Published 12:56 pm Tuesday, October 10, 2017

Nate didn’t rate all the media hype, pre-storm frenzy

Nate failed to come close to its threat of tidal surge and inundating rains in New Orleans, but not because we didn’t try.
The city has four TV stations that cover local news and weather, and they are very competitive in normal weather. During most broadcasts anchors get in some “we-brought-you-first” claim about a nugget of news or trivia — the same claims we hear from the Memphis channels. Every one of them mobilized full staffs of on-air talent, including sports reporters, sending them to the usual southeast Louisiana trouble spots in an attempt to capture for viewers the sounds, sights and fury of the storm. Finding none, they spent hours improvising remarkably well.
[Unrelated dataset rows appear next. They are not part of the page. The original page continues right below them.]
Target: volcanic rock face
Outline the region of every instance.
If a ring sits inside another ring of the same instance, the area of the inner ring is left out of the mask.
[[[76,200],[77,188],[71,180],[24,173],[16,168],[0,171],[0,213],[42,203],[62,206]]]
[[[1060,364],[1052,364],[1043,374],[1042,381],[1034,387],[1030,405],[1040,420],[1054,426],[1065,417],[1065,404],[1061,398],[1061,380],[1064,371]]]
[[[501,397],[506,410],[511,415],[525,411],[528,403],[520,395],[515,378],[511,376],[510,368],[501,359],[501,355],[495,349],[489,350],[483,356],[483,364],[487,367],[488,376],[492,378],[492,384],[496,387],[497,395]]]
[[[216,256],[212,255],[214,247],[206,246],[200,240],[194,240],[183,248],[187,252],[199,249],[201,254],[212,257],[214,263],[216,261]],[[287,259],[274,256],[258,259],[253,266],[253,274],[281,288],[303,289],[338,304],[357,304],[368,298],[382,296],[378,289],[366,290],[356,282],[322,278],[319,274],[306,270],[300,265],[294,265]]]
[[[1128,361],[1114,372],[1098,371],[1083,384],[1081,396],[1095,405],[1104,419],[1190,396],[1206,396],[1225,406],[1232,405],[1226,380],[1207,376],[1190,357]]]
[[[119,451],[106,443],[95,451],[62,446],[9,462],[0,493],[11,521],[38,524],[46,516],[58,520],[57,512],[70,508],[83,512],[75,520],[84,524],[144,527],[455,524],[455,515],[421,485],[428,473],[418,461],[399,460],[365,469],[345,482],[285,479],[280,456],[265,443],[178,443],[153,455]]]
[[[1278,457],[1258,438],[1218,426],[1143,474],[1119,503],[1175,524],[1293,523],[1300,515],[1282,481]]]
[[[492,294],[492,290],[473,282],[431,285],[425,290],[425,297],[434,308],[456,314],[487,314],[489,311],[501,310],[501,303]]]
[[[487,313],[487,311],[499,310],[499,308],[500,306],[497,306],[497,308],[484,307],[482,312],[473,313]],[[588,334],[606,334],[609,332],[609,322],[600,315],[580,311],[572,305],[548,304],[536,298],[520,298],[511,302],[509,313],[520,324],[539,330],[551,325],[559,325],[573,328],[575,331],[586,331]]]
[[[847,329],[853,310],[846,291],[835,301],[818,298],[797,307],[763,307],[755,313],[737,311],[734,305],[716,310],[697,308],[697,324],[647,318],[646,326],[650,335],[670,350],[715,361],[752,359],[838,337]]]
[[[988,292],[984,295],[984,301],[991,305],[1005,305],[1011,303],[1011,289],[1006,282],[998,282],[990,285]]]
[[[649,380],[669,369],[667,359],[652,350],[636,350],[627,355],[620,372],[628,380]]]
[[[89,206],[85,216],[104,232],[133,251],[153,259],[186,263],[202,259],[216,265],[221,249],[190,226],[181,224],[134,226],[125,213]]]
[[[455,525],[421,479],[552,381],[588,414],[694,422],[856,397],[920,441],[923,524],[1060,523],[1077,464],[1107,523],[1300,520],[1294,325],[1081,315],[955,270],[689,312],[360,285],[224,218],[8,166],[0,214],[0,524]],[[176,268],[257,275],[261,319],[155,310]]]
All local programming Saturday and Sunday morning, including college football games, was pre-empted and moved to digital sub-channels to allow main line Nate coverage. They spread out from Grand Isle to Ysclokey for views and interviews. Every parish emergency official in southeast Louisiana eventually found his five minutes of — regional media exposure.
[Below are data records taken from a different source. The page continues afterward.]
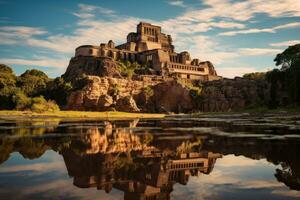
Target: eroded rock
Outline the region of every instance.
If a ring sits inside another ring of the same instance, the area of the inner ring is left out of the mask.
[[[122,97],[116,102],[116,110],[123,112],[140,112],[132,96]]]
[[[166,81],[153,87],[157,112],[190,112],[195,109],[190,90],[177,81]]]
[[[270,100],[270,86],[263,79],[223,79],[206,82],[201,93],[201,110],[227,112],[246,107],[266,105]]]

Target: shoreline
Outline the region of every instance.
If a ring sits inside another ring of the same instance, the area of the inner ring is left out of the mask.
[[[161,119],[165,114],[127,113],[127,112],[93,112],[93,111],[57,111],[36,113],[31,111],[0,110],[0,119]]]
[[[176,118],[201,118],[217,116],[238,116],[238,115],[300,115],[300,107],[278,108],[274,110],[266,108],[244,109],[231,112],[195,112],[181,114],[161,113],[129,113],[129,112],[97,112],[97,111],[56,111],[56,112],[32,112],[16,110],[0,110],[0,120],[32,120],[32,119],[72,119],[72,120],[126,120],[126,119],[163,119],[168,117]]]

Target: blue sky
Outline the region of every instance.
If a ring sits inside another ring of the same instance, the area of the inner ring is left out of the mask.
[[[272,69],[300,43],[297,0],[0,0],[0,63],[60,76],[77,46],[123,43],[139,21],[162,26],[176,51],[225,77]]]

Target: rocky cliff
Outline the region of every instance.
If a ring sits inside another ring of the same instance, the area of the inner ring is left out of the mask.
[[[67,81],[76,80],[82,75],[121,78],[117,63],[109,57],[74,57],[62,76]]]
[[[211,63],[210,74],[216,74]],[[81,89],[68,97],[67,109],[125,112],[227,112],[267,105],[270,84],[264,79],[221,79],[200,86],[201,93],[176,79],[123,78],[110,58],[72,58],[63,78],[76,81],[88,75]],[[191,81],[190,83],[191,84]],[[188,84],[188,85],[189,85]],[[281,95],[282,96],[282,95]]]
[[[264,79],[222,79],[203,83],[201,93],[176,80],[144,81],[88,76],[73,91],[67,109],[125,112],[227,112],[267,105],[270,84]]]
[[[125,112],[190,112],[190,91],[177,81],[134,81],[88,76],[87,85],[73,91],[67,109]]]
[[[200,110],[227,112],[267,105],[270,84],[264,79],[222,79],[204,83],[200,96]]]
The coverage rotated from one location to another, with intrepid reporters trying to find some sign of Nate. If the wind rustled the branches of a tree in the camera’s view, we saw it. If the water’s surface on some canal or bayou was rippled, we saw it.
Meanwhile, shoppers flooded grocery stores, crowded gas stations, and stocked up on household storm supplies.
And there was rain, wind and high tides — most of it east of New Orleans along the Mississippi coast and even there officials voiced relief afterwards that the hurricane had not lived up to its billing.
As our neighbor said Sunday, “If we’re going to have a hurricane, that’s the kind to have.”
Or as one of the intrepid New Orleans news anchors said Saturday night around 8 p.m. after Mayor Mitch Landreau had lifted a citywide curfew originally set for 7 p.m. to 7 a.m., freeing the 40,000 or so city visitors to roam the French Quarter with impunity: “Nate is a halfacane.”